When will RHEL 4 be 'outdated'
I'm installing some brand new RHEL servers, and am thinking about whether to use RHEL 4, 5, or 5.1. I don't install the GUIs, and don't expect to be using the clustering or virtualization facilities for at least another year or two, likely more. I have a few questions below that'll help me in making a decision.
Does it just make sense to go with RHEL 5.x because it's the newest version, or would I be paying performance and other penalties for newer, advanced features in RHEL 5.x that I wouldn't be using?
When will RHEL 4 be considered outdated (i.e. when should new RHEL servers absolutely use 5.x and not 4)?
For straight command-line usage, is there a lot of new learning to be done in the transition from 4 to 5.x, or is it a completely transparent transition? (e.g. any changes in the layout of files/directories, commands, options, etc?)
Which of the two versions do you recommend, and for what reasons?
1: One does not pay for the OS, one pays support. RHEL5 is (a tiny bit) faster over 4. Both have pretty much the same features. One should use the new OS because they have a need to support some hardware that is not supported by the older OS.
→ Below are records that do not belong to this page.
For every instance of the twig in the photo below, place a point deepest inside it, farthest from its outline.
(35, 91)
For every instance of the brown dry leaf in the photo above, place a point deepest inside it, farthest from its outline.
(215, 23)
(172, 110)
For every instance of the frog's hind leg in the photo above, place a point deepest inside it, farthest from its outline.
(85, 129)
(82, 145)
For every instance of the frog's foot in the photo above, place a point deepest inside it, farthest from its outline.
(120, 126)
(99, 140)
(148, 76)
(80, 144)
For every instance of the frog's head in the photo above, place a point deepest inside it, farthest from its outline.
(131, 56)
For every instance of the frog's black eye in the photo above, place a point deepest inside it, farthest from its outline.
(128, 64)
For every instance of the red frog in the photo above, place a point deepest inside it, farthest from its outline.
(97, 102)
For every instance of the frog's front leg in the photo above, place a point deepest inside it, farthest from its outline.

3: No new learning it is a completely transparent transition.
4: RHEL5 update1 mainly for support for new hardware that is not supported by RHEL4 update6 (coming soon).
Thanks for your response.
Could you please elaborate on what is meant by one doesn't pay for the OS but for support? How can one get access to RHEL 4 or 5 - on the Red Hat website, the only thing that's available for download is a 30-day evaluation, and that can only be received after taking a sales call from a Red Hat representative. I can't use an evaluation version, but rather need a download of it that can be used as long as we'd like, and legally in production at a commercial business.
Yes one pays for support from Red Hat not the OS, one of the benefits for paying for this support is the ability to download the compiled binaries in rpm format or in ISO format (RHN subscription a part of the paid support). Red Hat does not have to provide the compiled rpms in any format. They do provide all the open sources as source RPMS. One can if desired download the all the open source packages and build;
I noticed that your tag states your distribution is CentOS 4, this is basically the same thing as RHEL-4 without the "Red Hat branding and artwork" along with third party Supplementary packages are not included (your not missing much, all are available from third parties anyhow). You can use CentOS in a commercial business. CentOS is roughly equivalent to RHEL AS. Anything wrong with using CentOS-5 or very soon CentOS-5.1???
I see nothing here: https://www.redhat.com/apps/webform....e_form&eid=871 that states you need to speak to anyone from Red Hat before downloading the 30-day Evaluation version. The only things you will be missing are updates and support beyond the 30 days.